Não sei como fui parar naquela casa, a não ser pela minha condição de

seminarista, recluso e timorato, acompanhando outro que, ao contrário,

tinha uma facilidade incrível na comunicação e no esplendor de seu pendor

para ser um senhor pastor.

E no sacro exercício preliminar de pastoreio, sem cabresto ou arreio, puxoume

travessas apertadinhas que circundavam a catedral. O patriarca, nos seus

cinquenta e tantos anos, encanecido, altivo e longilíneo nos recebeu com

cortesia, mas não se envolveu nos lances subsequentes de minha interna

folia: deixou que suas moças, três delas estavam ali, nos exibissem suas

graças.

E pode ser que nem tenham se incomodado com nossa presença, aquelas

três morenas sílfides, cujo mero olhar já era uma sentença: de aprisionar,

ou de libertar. Tudo conforme o coração, já sem razão, viesse a palpitar.

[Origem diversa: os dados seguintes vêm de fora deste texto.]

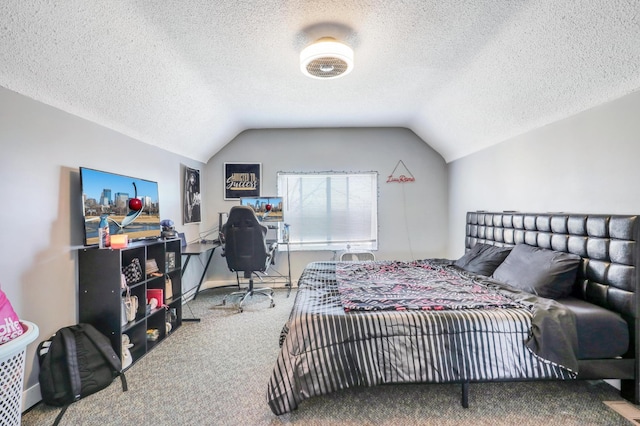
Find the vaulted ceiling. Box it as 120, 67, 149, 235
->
0, 0, 640, 162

Para os meus 17 anos era muito, muito pesado teste para a castidade que

vinha eu votando dia a dia na rotina da vida clerical. Mas ao menos em

público, resisti, e o pior de tudo, calado, sem ao menos um brado, ainda

que por aquela visitação totalmente transportado. E ao fogo do interno

predestinado.

Voltei a ter aquelas visões, já fragmentadas e espaçadamente, nalguma

missa dominical, mas sem a intensidade e o arrebatamento daquela

primeira vez.

O mais perto que se me ofereceu de me redimir dos atribulados

pensamentos - e de partir para as ações de graça - deu-se no ano seguinte,

eu já distante das amarras canônicas e ensaiando meus passos na vida

profana, e já sem a companhia de Nil, que continuava na trilha eclesial,

fiel, pleno, pastoral. Pois bem, rondando aquelas imediações da visão

magnificat: vi, segui, o caminhar de uma daquelas três sobre o ladrilhado

de seu alpendre. Pude mirar e admirar, por uns poucos segundos que

foram, um par de calcanhares principescos que sustentavam na forma mais

segura aquela estonteante figura. Verdade pura. E embora já tênue a

lembrança, nunca perdi a esperança - de, ao menos, uma contradança.